Discussion
For us, neurosurgeons working mostly in tertiary referral centers, it seems obvious that sudden headache accompanied with nausea and sensory disturbances is a subarachnoid hemorrhage (SAH) or other hemorrhagic stroke until proven otherwise. However, even in countries like Finland, with a rather high incidence of SAH and well-equipped and well-funded public emergency medicine, we frequently encounter patients with delayed diagnosis of aneurysm rupture. Although diagnosis in our case was attained with MRI (because of private oupatient clinic setting), a conventional CT scan readily available in any hospital ER would have been brilliantly sufficient, had it crossed the mind of the unfortunate ER physician that this patient really DID have the diagnosis that first comes to mind. But what are the reasons for, and how frequent is, this kind of potentially fatal – and to us, incomprehensible – misjudgement?
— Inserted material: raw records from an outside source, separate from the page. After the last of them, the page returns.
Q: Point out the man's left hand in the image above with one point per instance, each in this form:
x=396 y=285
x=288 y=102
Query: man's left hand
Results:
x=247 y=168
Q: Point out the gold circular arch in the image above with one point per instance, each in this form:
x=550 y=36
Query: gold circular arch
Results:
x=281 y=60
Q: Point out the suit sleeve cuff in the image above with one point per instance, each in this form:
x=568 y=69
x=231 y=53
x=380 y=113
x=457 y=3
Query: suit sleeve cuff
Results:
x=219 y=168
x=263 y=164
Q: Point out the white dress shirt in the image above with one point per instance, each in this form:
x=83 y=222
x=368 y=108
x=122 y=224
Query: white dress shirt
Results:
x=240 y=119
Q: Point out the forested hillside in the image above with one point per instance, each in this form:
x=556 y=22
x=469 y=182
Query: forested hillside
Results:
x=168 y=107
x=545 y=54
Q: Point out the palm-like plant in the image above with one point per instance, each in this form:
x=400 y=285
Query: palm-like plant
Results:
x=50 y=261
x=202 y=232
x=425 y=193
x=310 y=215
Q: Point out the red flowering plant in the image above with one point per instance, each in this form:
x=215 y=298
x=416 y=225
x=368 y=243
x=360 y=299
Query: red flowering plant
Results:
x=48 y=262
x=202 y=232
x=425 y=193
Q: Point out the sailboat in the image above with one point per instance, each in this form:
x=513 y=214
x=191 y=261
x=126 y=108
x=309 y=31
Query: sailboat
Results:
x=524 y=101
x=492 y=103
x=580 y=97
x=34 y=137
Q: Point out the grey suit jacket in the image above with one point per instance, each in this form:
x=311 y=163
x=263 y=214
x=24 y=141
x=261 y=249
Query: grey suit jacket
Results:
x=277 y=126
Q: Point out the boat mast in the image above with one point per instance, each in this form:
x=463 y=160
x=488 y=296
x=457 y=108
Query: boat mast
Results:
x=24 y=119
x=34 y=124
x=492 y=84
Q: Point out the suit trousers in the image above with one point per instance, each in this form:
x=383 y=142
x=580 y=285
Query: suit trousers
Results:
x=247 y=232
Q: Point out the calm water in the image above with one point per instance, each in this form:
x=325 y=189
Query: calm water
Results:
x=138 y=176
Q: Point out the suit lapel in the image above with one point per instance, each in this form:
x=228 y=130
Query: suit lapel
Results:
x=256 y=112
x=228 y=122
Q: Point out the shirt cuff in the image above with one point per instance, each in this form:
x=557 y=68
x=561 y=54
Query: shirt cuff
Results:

Probably the most important reason – and the one perhaps difficult to appreciate from the vantage point of a referral center neurosurgeon – is that SAH is actually not a very common cause of severe headache. Perry et al. (1) have reported that in a Canadian cohort of almost 2000 patients admitted to a hospital ER for a sudden, severe headache, only 6.5% actually had SAH. Althought the cohort only included fully alert, neurologically intact patients, it is noteworthy that 79% of the cohort described their headache as “the worst they’ve ever had”. Even lower figures were seen in a recent UK study (2), where only 2.7% of ER patients with sudden, severe headache had SAH. The authors of this study also questioned the rationale for lumbar puncture to rule out SAH after normal CT scan in headache patients, since the negative predictive value of CT in this population was 99.8%.
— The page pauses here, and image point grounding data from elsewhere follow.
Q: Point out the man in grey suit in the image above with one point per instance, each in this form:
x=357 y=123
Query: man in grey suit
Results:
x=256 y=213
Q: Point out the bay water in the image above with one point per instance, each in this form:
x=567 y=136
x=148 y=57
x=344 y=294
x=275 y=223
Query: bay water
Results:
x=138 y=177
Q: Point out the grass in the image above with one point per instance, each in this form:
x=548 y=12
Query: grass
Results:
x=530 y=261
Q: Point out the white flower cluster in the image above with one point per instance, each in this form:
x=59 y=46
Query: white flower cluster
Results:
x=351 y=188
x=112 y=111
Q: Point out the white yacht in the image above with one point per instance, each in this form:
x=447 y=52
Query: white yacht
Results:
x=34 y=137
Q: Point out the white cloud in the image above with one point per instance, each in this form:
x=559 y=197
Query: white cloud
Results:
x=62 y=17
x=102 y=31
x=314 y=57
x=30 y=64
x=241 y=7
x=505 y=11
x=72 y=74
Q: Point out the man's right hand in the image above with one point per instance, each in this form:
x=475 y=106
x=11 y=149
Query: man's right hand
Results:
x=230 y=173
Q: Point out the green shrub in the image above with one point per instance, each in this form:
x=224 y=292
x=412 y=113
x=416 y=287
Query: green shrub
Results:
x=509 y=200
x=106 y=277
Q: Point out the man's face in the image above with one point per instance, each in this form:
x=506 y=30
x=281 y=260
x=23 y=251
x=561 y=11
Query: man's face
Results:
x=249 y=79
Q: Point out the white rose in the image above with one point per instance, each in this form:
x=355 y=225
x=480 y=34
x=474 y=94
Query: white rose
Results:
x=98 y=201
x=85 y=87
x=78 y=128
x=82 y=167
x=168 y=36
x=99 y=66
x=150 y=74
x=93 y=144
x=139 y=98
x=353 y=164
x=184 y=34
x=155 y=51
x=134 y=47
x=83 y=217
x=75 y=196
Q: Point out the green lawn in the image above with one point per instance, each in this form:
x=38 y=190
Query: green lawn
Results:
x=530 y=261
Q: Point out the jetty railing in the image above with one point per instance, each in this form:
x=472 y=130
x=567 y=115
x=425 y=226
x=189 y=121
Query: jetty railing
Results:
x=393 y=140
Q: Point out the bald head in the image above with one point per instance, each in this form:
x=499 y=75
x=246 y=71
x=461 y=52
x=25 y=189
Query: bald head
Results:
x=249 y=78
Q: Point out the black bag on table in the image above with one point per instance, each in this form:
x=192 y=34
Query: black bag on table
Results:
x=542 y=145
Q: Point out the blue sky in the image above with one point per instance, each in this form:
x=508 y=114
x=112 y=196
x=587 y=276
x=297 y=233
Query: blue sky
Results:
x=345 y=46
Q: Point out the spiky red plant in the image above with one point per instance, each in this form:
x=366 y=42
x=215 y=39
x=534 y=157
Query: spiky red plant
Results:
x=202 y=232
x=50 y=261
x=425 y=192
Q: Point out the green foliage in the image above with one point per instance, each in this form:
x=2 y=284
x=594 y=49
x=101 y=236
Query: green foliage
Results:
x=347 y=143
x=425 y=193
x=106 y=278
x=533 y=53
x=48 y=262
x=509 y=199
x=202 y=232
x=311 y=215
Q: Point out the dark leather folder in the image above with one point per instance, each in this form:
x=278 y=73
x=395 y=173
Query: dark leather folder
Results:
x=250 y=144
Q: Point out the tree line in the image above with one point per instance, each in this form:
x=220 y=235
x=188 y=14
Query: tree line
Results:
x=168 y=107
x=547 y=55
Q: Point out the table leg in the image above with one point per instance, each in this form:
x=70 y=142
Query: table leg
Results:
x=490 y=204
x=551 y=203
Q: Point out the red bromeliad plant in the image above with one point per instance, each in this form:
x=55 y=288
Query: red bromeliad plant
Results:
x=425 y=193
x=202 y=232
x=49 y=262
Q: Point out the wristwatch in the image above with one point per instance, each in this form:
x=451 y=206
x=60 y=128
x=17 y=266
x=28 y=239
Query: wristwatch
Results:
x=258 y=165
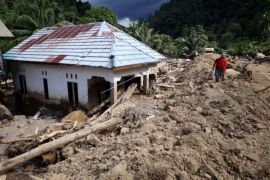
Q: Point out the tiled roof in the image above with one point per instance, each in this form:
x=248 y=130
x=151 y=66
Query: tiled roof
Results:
x=95 y=44
x=4 y=32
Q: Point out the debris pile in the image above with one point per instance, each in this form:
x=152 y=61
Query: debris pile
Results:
x=191 y=128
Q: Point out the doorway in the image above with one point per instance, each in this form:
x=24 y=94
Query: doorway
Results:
x=23 y=86
x=96 y=88
x=73 y=93
x=46 y=90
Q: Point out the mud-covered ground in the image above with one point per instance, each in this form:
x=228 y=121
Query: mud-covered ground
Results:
x=194 y=128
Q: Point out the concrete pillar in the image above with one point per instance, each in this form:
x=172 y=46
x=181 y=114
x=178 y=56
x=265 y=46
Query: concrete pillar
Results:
x=145 y=84
x=113 y=92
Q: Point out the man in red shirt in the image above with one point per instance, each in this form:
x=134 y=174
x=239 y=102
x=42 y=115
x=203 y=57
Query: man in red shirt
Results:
x=220 y=67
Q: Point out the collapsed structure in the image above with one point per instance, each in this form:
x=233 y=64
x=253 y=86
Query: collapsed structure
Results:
x=79 y=64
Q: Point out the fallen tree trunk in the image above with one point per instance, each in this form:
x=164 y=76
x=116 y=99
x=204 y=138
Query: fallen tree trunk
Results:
x=126 y=95
x=100 y=106
x=58 y=143
x=14 y=140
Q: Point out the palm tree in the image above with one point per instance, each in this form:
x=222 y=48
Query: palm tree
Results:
x=42 y=13
x=194 y=39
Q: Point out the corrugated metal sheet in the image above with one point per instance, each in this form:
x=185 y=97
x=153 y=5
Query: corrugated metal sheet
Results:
x=4 y=32
x=94 y=44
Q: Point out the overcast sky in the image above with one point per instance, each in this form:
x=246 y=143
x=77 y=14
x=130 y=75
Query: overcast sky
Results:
x=130 y=10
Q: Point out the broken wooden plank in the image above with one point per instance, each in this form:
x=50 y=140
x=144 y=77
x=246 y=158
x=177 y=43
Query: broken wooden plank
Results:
x=14 y=140
x=126 y=95
x=165 y=86
x=58 y=143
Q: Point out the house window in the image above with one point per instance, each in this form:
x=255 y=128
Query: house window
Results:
x=73 y=93
x=23 y=85
x=46 y=89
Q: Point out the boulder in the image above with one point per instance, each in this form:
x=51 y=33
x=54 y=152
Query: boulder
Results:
x=157 y=138
x=192 y=165
x=259 y=56
x=124 y=131
x=67 y=151
x=75 y=116
x=93 y=140
x=5 y=113
x=231 y=73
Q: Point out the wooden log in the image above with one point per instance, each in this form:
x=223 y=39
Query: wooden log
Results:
x=99 y=107
x=58 y=143
x=264 y=89
x=165 y=86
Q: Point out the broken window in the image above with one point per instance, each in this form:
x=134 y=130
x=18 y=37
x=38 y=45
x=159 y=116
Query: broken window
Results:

So how common in the misdiagnosis in SAH patients? Kowalski et al reported on a US cohort of SAH patients (3), showing that 12% of the patients were initially misdiagnosed by a health care professional. Failure to perform a CT was the most common mistake in 73% of the cases. Of those misdiagnosed, 21% experienced rebleeding before adequate treatment, and this was associated with increased risk of death and severe disability after a long term follow-up. Initial health care professional-related misdiagnosis of 13% was also observed in a Japanese cohort (4), resulting in rebleeding in 26% of the patients with delayed diagnosis.
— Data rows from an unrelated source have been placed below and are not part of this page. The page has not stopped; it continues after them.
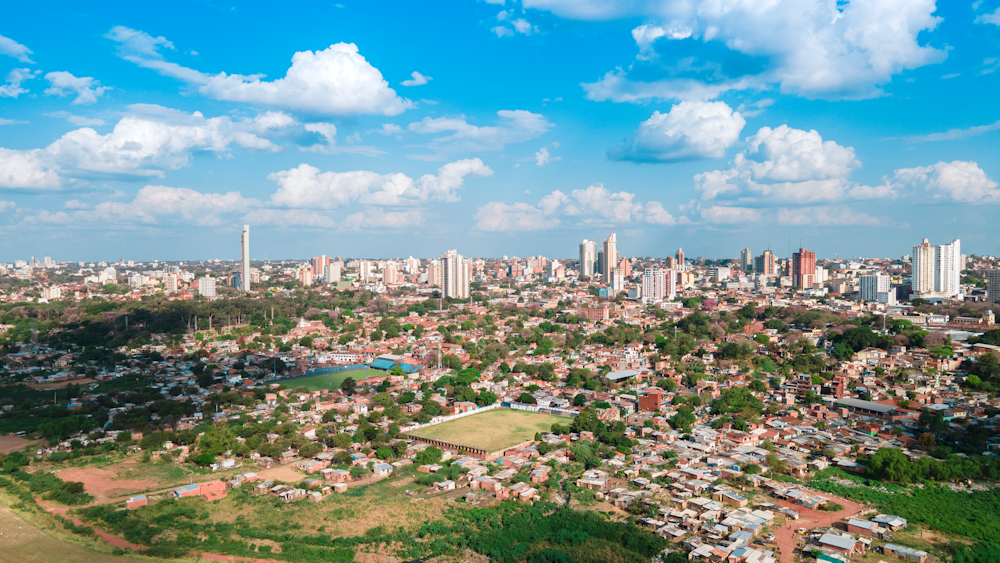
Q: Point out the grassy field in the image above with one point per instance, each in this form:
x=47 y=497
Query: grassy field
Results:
x=24 y=542
x=320 y=382
x=492 y=430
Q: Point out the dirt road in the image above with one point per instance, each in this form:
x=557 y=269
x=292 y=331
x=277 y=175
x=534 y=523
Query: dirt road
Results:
x=786 y=536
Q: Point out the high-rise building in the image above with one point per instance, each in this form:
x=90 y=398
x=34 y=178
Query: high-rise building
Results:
x=877 y=288
x=245 y=259
x=610 y=258
x=764 y=264
x=948 y=269
x=455 y=273
x=588 y=258
x=170 y=282
x=803 y=268
x=937 y=270
x=923 y=268
x=206 y=286
x=332 y=273
x=993 y=286
x=658 y=284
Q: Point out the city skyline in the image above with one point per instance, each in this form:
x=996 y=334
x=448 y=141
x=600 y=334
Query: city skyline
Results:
x=125 y=131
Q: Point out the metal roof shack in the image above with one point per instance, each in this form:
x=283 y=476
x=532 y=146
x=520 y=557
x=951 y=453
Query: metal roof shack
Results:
x=622 y=375
x=867 y=407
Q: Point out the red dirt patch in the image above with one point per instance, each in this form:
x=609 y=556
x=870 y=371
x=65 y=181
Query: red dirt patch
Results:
x=14 y=443
x=103 y=484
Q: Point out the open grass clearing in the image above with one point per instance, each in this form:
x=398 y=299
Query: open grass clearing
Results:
x=331 y=381
x=492 y=430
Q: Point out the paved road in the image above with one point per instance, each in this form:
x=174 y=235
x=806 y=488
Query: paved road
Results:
x=809 y=518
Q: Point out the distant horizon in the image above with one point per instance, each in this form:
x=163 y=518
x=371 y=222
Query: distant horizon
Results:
x=498 y=128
Although missed SAH diagnoses should definitely be avoided to decrease unnecessary morbidity and mortality from preventable rebleedings, the above-mentioned observations also have interesting connotations for epidemiological studies. Although high, the rebleeding risk of a ruptured aneurysm is clearly less than 100%. If up to 10-15% of SAH patients EVENTUALLY diagnosed are initially misdiagnosed, even in developed countries with adequate health care services, how many mild SAH patients who never experience a rebleeding will go unnoticed? If there are geographic differences in susceptibility to misdiagnose mild SAH, could these explain part of the observed variability of incidence of SAH?